As I mentioned earlier, after our worship service this morning, we will be encouraging everyone to move over to the fellowship hall for lunch so that we can break bread together, offer thanks to our various staff and lay leaders, and to receive and approve the annual report for 2016. 

In so doing, we will also  be affirming and celebrating our numerous and varied ministries based on the prophet Micah’s call to love justice, seek kindness, and walk humbly with God.  From there, I am aware that we will be also looking  at our strategic plan for the coming three years.   

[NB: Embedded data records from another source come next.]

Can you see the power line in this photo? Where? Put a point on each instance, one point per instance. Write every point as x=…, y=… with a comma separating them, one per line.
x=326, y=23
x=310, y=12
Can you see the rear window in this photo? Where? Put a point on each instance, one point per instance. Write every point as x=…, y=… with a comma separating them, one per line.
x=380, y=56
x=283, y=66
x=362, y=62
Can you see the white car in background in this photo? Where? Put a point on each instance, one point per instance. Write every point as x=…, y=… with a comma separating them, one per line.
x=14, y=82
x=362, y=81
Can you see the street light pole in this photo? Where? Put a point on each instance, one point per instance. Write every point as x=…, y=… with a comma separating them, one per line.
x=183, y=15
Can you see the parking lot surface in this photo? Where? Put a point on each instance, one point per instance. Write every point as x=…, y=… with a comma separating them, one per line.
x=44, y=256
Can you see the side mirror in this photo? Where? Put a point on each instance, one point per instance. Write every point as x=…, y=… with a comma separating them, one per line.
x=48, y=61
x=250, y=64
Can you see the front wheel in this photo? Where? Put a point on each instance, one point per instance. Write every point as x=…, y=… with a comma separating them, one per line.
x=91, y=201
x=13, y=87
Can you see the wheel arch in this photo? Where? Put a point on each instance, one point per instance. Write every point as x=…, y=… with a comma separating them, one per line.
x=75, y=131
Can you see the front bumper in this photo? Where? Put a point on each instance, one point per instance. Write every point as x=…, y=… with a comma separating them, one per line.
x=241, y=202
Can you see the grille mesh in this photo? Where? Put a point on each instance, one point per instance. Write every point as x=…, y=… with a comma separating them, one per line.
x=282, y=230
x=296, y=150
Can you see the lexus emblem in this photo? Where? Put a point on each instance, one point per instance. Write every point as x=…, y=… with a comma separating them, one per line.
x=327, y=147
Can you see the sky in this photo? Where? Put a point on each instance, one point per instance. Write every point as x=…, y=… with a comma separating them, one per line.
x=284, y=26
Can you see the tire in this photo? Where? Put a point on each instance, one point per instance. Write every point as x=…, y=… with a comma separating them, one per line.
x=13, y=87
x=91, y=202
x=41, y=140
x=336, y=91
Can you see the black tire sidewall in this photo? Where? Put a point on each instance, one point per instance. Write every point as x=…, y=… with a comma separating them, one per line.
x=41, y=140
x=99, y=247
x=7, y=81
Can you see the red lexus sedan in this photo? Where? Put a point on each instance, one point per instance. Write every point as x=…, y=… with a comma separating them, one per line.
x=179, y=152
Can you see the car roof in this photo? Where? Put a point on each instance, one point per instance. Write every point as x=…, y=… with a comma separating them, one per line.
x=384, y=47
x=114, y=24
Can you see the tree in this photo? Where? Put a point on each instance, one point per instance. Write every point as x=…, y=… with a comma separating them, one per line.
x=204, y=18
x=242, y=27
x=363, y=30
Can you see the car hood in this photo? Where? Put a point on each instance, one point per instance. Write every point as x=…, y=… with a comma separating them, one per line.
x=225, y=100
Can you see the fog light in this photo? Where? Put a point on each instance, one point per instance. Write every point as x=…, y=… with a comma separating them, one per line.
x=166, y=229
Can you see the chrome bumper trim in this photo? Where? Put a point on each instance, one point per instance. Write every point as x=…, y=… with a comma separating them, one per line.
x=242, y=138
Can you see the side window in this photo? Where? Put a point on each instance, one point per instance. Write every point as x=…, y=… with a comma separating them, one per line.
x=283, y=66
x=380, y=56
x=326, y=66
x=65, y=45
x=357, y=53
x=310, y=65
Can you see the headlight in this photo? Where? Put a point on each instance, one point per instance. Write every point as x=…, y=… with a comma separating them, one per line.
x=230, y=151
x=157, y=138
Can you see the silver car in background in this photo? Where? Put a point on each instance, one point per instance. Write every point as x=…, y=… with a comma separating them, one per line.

Prior to that though, we would do well I think to continue to wonder about this story from scripture that speaks to Peter, James, and John’s peak experiences of God’s glory and how it might connect with our own peak experiences of the holy, our own understandings of Jesus, and how all of that might inform our life together as a church family. 

Like our faith ancestors, we, too, are community of leaders and followers called to find clarity of purpose and to offer one another mutual care and support in the midst of a time of huge challenge and change in our churches and in our wider world.

How much different are we really, then, from our ancient forebears called into journeys of courage and commitment in the midst of great uncertainty?

With all of that in mind, let us turn to God in confidence and hope in prayer:

Holy One, we are so thankful for these our stories from our faith tradition that comfort and challenge us at the same time. 

We are so thankful for the various renderings of scripture and the scholarly thought available to us for our own further pondering. 

We are thankful, too, for the willingness of so many in our church family and in wider church circles willing to engage in thoughtful conversation about the meaning of scripture as it was originally intended, and as it is offered here and now. 

We are thankful for the freedom to probe and to question and to wonder and to enter into the kinds of conversations that our denomination encourages so as to better understand and claim our stories from scripture to shape and inform our own lives and the life of this faithful community. 

Be with us in our memories, our fears, our struggles, our doubts, our hopes, our dreams, and our desire for relationship with you and in and through our relationships with each other. 

On this last Sunday in the season of light and love and in the name of Jesus, teacher, healer, comforter, companion, advocate, friend, and brother, we say, ‘hallelujah’ and may it be so, amen.